— Две ехидны… Ежели камень преградил твой путь на тропе горной, — столкни его в пропасть…
И Гараська думает, улыбчиво облизывая толстые от поцелуев губы:
— Баба ли, девка ли — и не понял ни хрена… Ну до чего скусны эти самые кержачки.
Кони захрапели. Зыков вдруг вскинул голову. У подножия горы, с которой они спускались в долину речки, ждали три всадника.
Зыков остановил коня. Гараська снял с плеча винтовку. Ствол, как застывшая черная змея, сверкнул на солнце.
— Зыков! Это мы, свои… Зыков… — И навстречу им, из-под горы, отделился всадник.
— Мирные, без оружия, — сказал Зыков.
— Эх, жалко, — ответил Гараська. — Давно не стреливал.
Когда с'ехались все вместе, три молодых парня-кержака сказали:
— А мы надумали к тебе, хозяин… Возьмешь? Только у нас вооруженья нету. Убегли в чем есть… После неприятности.
— Вот, даже мне глаз могли подбить, — показывая на затекший глаз, ухмыльнулся длиннолицый парень с чуть пробившейся белой бородкой.
— Ладно, — сказал Зыков. — Спасибо, детки.
— Куда, на заимку к тебе, али в город?
— На заимку. Вернусь, — к присяге приведу. С Богом.
Дорогой, посматривая на широкие плечища Зыкова, Гараська спросил:
— А правда ли, Зыков, что тебя и пуля не берет?
— Правда. Ни штык, ни пуля, ни топор.
— Кто же тебя, ведун заговорил?
— Сам. Я ведь сам ведун.
Гараська захохотал:
— Ты скажешь… А пошто же хрест у тя? Сам ночесь видал, спали вместе.
Тот молчал.
— Быдто тебя летом окружили чехо-собаки, в избе быдто, а ты взял в ковш воды, сел в лодочку да и уплыл. Старухи сказывали.
— Врут. Это другие разбойники так делывали: Стенька да Пугач.
— А ты, Зыков, нешто разбойник?
— Разбойник.
— О-ой. Врешь! Те — атаманы. А ты нешто атаман?
— Атаман.
— Нет, ты воин, — сказал Гараська. — Ты за народ. У тебя войско. Ты войной можешь итти… Ты как генерал какой… Тебя народ шибко уважает. Про тебя даже песня сложена.
— Спой.
Гараська засмеялся и сказал:
— Да я не умею… Чижолый голос очень, нескладный… Ежели заору, у коня и у того со смеху кишка вылезет.
Долина все сужалась. Желтые, скалистые берега были изрыты балками и, как зубастые челюсти, все ближе и ближе сходились, закрывая пасть. На обрывах лес стоял стеной. Солнце ярко било в снег. Следы зверей и зверушек чертили рыхлые сугробы. Небо бледное, спокойное, наполненное светом и тишиной. Мороз старается щипнуть лицо. Очень тихо. Скрипучий снег задирчиво отвечает некованным копытам. Две вороны, по горло утонув в снегу, повертывают головы на всадников. Сорока волнообразно пересекла долину и с вершины елки задразнилась. Взлягивая прожелтел бесхвостый заяц. Сел. Уши, как ножи, стригут.
— А ты, Зыков, уважаешь с бабами греться? — Гараська смешливо разинул рот, повернул голову и насторожил припухшее, укушенное морозом ухо.
— Когда уважаю, а когда и нет…
— А я завсегда уважаю… — облизнулся Гараська и в волненьи задышал.
— У меня на этот счет строго. — И, обернувшись, погрозил парню. — Имей в виду.
— Гы-гы-гы… Имею…
Они повернули от Плотбища в горелый лес.
В это время соборный колокол в городке заблаговестил к молебну.
Глава 5
Небольшой собор битком набит народом.
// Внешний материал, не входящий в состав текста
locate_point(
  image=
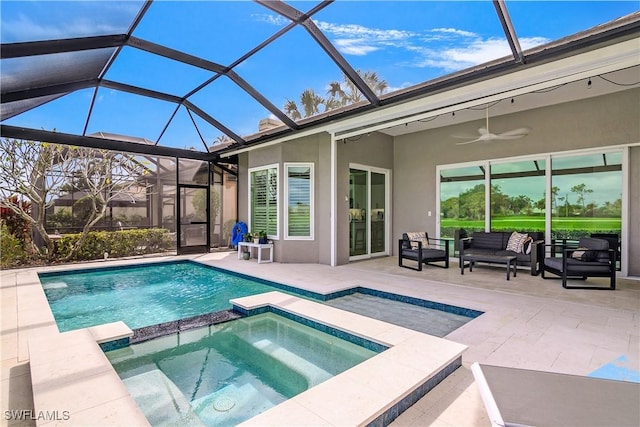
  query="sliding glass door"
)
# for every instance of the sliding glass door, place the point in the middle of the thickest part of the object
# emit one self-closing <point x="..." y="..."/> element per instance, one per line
<point x="368" y="212"/>
<point x="566" y="196"/>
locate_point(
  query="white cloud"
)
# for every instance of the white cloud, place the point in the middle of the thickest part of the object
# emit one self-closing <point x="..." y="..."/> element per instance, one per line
<point x="357" y="47"/>
<point x="453" y="31"/>
<point x="277" y="20"/>
<point x="446" y="48"/>
<point x="24" y="28"/>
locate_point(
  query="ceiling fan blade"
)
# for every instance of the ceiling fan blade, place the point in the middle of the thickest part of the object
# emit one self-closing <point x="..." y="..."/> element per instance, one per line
<point x="520" y="132"/>
<point x="468" y="142"/>
<point x="464" y="136"/>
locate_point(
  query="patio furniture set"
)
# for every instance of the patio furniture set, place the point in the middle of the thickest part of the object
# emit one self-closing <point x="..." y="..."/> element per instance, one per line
<point x="594" y="256"/>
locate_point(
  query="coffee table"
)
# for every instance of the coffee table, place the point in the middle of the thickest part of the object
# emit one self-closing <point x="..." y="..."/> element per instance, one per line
<point x="508" y="260"/>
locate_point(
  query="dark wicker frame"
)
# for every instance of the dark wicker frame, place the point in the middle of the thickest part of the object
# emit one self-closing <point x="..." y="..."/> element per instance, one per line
<point x="436" y="252"/>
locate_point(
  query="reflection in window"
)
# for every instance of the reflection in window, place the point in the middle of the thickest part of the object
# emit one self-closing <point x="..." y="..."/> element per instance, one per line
<point x="462" y="200"/>
<point x="586" y="195"/>
<point x="517" y="196"/>
<point x="264" y="200"/>
<point x="299" y="196"/>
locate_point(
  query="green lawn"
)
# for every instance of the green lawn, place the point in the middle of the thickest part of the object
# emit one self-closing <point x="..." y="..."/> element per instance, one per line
<point x="536" y="223"/>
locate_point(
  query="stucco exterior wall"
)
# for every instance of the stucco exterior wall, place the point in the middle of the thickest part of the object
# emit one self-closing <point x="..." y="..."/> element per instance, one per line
<point x="590" y="123"/>
<point x="374" y="150"/>
<point x="313" y="149"/>
<point x="634" y="208"/>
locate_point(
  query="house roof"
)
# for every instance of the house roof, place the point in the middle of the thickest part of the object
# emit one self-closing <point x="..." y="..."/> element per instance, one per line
<point x="86" y="72"/>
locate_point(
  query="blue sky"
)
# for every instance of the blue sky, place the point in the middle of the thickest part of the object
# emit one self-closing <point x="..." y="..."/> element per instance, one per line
<point x="405" y="42"/>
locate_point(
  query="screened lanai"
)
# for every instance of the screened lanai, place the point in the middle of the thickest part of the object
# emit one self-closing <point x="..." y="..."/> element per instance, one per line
<point x="195" y="83"/>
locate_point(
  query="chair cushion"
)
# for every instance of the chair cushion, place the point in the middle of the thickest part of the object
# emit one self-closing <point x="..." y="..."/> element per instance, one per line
<point x="516" y="242"/>
<point x="428" y="254"/>
<point x="494" y="240"/>
<point x="576" y="267"/>
<point x="593" y="243"/>
<point x="583" y="254"/>
<point x="415" y="236"/>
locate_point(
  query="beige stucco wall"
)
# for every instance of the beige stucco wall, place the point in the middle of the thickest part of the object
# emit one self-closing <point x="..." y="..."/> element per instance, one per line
<point x="313" y="149"/>
<point x="375" y="150"/>
<point x="590" y="123"/>
<point x="634" y="208"/>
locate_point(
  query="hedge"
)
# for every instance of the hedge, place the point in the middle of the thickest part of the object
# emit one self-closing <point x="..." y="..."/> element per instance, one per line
<point x="115" y="243"/>
<point x="12" y="250"/>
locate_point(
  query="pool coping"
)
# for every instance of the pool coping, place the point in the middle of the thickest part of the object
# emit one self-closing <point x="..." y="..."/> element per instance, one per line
<point x="73" y="379"/>
<point x="413" y="364"/>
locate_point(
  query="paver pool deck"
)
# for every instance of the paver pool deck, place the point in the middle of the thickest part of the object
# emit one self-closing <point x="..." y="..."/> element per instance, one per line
<point x="527" y="323"/>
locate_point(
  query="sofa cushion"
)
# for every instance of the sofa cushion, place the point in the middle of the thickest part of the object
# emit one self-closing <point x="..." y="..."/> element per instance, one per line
<point x="523" y="258"/>
<point x="494" y="240"/>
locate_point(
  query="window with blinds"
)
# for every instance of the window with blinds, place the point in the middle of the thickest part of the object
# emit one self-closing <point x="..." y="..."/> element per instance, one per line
<point x="264" y="200"/>
<point x="299" y="197"/>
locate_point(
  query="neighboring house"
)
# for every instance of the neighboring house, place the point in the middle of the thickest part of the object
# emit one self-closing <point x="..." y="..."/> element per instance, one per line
<point x="348" y="189"/>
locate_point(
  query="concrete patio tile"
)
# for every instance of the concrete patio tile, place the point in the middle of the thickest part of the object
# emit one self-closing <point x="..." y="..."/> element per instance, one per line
<point x="16" y="395"/>
<point x="330" y="405"/>
<point x="296" y="415"/>
<point x="118" y="412"/>
<point x="79" y="393"/>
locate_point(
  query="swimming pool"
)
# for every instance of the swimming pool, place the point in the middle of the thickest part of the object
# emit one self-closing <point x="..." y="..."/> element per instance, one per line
<point x="143" y="295"/>
<point x="225" y="374"/>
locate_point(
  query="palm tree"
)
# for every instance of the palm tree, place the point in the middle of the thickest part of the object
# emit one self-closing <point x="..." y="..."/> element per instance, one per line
<point x="347" y="93"/>
<point x="339" y="94"/>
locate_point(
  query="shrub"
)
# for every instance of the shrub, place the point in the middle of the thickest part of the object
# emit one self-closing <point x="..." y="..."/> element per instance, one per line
<point x="116" y="243"/>
<point x="12" y="250"/>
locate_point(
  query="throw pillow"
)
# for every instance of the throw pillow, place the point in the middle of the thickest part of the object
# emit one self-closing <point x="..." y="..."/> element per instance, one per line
<point x="415" y="236"/>
<point x="583" y="254"/>
<point x="528" y="243"/>
<point x="516" y="242"/>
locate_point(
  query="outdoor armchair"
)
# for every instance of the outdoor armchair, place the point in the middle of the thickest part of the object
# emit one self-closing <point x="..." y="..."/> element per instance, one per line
<point x="590" y="258"/>
<point x="418" y="246"/>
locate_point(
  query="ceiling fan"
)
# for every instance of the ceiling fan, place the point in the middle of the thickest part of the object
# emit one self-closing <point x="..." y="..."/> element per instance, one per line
<point x="486" y="136"/>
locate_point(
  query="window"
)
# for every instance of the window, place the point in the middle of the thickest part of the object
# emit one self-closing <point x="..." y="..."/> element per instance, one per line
<point x="462" y="199"/>
<point x="586" y="195"/>
<point x="518" y="195"/>
<point x="299" y="197"/>
<point x="263" y="200"/>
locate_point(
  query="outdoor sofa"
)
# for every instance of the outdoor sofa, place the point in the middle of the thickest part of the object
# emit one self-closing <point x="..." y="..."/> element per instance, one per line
<point x="528" y="249"/>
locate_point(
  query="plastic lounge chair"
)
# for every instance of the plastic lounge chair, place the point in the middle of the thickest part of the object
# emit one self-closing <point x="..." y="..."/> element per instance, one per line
<point x="590" y="258"/>
<point x="521" y="397"/>
<point x="417" y="246"/>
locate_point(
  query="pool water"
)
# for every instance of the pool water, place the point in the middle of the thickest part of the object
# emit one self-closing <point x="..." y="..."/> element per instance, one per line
<point x="142" y="295"/>
<point x="431" y="321"/>
<point x="225" y="374"/>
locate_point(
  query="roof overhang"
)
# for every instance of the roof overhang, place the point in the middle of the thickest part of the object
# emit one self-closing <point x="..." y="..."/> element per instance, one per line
<point x="481" y="87"/>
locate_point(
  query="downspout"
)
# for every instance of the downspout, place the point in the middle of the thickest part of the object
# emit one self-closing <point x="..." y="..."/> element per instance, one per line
<point x="334" y="149"/>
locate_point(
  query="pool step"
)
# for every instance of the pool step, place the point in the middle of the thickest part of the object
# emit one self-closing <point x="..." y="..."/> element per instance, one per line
<point x="161" y="400"/>
<point x="313" y="374"/>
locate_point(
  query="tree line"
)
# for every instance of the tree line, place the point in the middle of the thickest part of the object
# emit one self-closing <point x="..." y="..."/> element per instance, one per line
<point x="470" y="204"/>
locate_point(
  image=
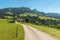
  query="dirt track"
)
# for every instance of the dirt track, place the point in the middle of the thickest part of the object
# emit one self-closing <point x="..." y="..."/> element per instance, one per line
<point x="34" y="34"/>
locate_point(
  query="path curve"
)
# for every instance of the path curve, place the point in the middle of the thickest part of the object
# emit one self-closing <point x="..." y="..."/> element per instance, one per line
<point x="34" y="34"/>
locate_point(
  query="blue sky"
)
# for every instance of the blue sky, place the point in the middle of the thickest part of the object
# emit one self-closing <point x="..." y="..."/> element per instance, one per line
<point x="41" y="5"/>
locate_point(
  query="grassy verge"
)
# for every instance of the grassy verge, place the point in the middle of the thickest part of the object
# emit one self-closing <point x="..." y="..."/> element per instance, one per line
<point x="8" y="31"/>
<point x="53" y="31"/>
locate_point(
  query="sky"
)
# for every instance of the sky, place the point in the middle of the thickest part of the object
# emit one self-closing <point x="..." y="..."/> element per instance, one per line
<point x="52" y="6"/>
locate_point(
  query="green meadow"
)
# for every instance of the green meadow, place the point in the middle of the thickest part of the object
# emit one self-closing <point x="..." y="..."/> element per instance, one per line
<point x="8" y="31"/>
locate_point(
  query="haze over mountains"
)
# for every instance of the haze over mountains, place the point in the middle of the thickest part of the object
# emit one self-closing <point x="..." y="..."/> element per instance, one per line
<point x="19" y="10"/>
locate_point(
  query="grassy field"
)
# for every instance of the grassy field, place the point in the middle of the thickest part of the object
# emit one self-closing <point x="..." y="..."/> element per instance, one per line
<point x="8" y="31"/>
<point x="53" y="31"/>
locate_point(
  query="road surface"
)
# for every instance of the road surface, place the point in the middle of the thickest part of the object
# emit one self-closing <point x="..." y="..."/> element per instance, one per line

Людской пласт так недвижим и плотен, что с хор, где певчие, кажется бурой мостовой, вымощенной людскими головами.
Редкая цепь солдат, сзади — мостовая, впереди — начальство и почетные горожане.
Все головы вровень, лишь одна выше всех, торчком торчит, — рыжая, стриженая в скобку.
Служба торжественная, от зажженного паникадила чад, сияют ризы духовенства, сияют золотые погоны коменданта крепости поручика Сафьянова, и пуговицы на чиновничьих мундирах глазасто серебрятся.